En una reciente columna, JC Ferrada y R Letelier recomiendan aprovechar la discusión sobre la reforma procesal civil para introducir algunas reglas que signifiquen un avance -aunque sea parcial- para la justicia administrativa chilena. Como marco de su propuesta ellos invocan el estado de derecho, uno de cuyos pilares sería ‘el pleno y eficaz control judicial de la Administración Pública’ (énfasis añadido). Proponen regular a propósito del capítulo del Código de Procedimiento Civil relativo al juicio de hacienda temas tales como la legitimación activa, las medidas cautelares, y los efectos de las sentencias. Su propuesta no consiste en la introducción de un nuevo sistema sino sólo en moderar el vacío de nuestro régimen de justicia administrativa.

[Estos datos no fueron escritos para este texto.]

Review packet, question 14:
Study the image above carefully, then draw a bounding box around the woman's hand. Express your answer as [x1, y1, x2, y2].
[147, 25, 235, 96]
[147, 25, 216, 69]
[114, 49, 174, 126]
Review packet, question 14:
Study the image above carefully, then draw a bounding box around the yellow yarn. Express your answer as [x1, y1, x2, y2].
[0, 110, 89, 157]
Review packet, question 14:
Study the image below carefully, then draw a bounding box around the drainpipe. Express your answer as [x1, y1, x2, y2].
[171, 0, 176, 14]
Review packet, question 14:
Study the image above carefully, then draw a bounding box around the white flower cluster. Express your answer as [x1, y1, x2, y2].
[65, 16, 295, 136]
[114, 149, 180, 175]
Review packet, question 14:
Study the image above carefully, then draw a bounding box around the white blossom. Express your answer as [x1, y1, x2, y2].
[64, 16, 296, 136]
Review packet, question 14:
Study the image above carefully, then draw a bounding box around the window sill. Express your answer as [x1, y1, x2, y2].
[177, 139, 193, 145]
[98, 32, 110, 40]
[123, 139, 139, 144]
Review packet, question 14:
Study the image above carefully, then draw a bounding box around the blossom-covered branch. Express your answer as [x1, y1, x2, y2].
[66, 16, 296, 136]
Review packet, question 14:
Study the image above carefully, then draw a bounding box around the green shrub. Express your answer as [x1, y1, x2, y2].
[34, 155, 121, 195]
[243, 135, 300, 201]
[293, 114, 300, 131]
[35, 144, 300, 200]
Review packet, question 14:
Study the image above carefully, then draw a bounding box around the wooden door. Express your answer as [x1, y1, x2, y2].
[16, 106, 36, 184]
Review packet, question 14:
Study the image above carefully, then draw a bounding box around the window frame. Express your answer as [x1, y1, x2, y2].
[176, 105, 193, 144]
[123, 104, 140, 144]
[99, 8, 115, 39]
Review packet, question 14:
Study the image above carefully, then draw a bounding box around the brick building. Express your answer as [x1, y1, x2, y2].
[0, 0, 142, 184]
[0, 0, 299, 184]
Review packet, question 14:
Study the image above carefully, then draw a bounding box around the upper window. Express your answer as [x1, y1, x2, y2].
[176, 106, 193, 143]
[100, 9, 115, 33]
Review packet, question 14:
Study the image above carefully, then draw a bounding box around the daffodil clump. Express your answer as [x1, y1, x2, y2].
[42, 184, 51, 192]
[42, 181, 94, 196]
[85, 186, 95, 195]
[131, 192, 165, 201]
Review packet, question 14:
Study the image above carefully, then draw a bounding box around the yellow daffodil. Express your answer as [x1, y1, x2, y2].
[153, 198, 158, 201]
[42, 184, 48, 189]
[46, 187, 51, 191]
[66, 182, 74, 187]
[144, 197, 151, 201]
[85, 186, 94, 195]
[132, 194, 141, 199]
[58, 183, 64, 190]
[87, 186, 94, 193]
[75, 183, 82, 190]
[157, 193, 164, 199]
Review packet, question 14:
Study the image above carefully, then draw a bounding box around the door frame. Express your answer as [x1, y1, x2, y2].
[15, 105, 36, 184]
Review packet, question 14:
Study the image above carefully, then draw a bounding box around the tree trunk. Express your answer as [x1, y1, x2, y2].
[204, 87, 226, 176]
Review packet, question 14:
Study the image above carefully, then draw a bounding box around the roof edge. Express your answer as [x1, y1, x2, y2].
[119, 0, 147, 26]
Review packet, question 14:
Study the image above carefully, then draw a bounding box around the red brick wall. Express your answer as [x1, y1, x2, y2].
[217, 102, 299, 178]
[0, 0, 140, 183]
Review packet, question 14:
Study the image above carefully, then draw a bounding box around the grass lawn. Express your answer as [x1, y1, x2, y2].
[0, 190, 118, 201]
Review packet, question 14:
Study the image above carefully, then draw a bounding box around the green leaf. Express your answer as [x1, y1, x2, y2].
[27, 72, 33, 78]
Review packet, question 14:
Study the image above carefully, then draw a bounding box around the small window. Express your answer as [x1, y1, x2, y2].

Dado el a veces caótico estado de los procedimientos judiciales contencioso-administrativos en Chile es difícil estar en contra de Ferrada y Letelier. Por lo demás, ambos llevan varios años poniendo de relieve lucidamente las numerosas falencias de nuestro sistema de control judicial de la administración. En esta ocasión, además de las proponer algunas reformas, ellos lamentan que los administrativistas hayan fallado en persuadir al resto del país sobre ‘las bondades que la jurisdicción especializada tiene para [nuestro] desarrollo’.

Aprovechando el énfasis de Ferrada y Letelier en el valor del control judicial de la administración, en esta columna quiero proponer un cambio de foco destacando la importancia de pensar en el control judicial como sólo un medio entre otros para alcanzar el objetivo de una administración más justa, especialmente respecto de los grupos más vulnerables.

Para comenzar, es crucial no asimilar control judicial de la administración con estado de derecho, como lo podría haber hecho alguien como F Hayek o, entre los administrativistas, E García de Enterría. La idea de estado de derecho se refiere al sometimiento de la autoridad al derecho, pero eso no prejuzga por la forma institucional para lograr ese objetivo. Los foros en que se discute si la autoridad respetó o no el derecho pueden adoptar distintas características institucionales entre ellas la judicial, pero también la política y la administrativa.

Tampoco hay que confundir justicia administrativa con revisión judicial de la acción administrativa. La primera idea es más amplia que la segunda. Por un lado, la noción de justicia administrativa apunta a que la acción administrativa sea justa, imparcial o legítima sin necesidad de revisiones posteriores. Dado que los controles posteriores tiene una capacidad de detección limitada, ellos nunca pueden abarcar el universo completo de la acción administrativa. Por eso, la idea de de justicia administrativa exige que comencemos poniendo el foco en que la decisión administrativa sea correcta antes de que cualquier control externo sea activado. Centrarse en los procedimientos y en la organización es clave al respecto. El objetivo debe ser minimizar la necesidad de que intervengan mecanismos adicionales de revisión o, en otras palabras, el objetivo es que la decisión administrativa sea correcta ‘a la primera’.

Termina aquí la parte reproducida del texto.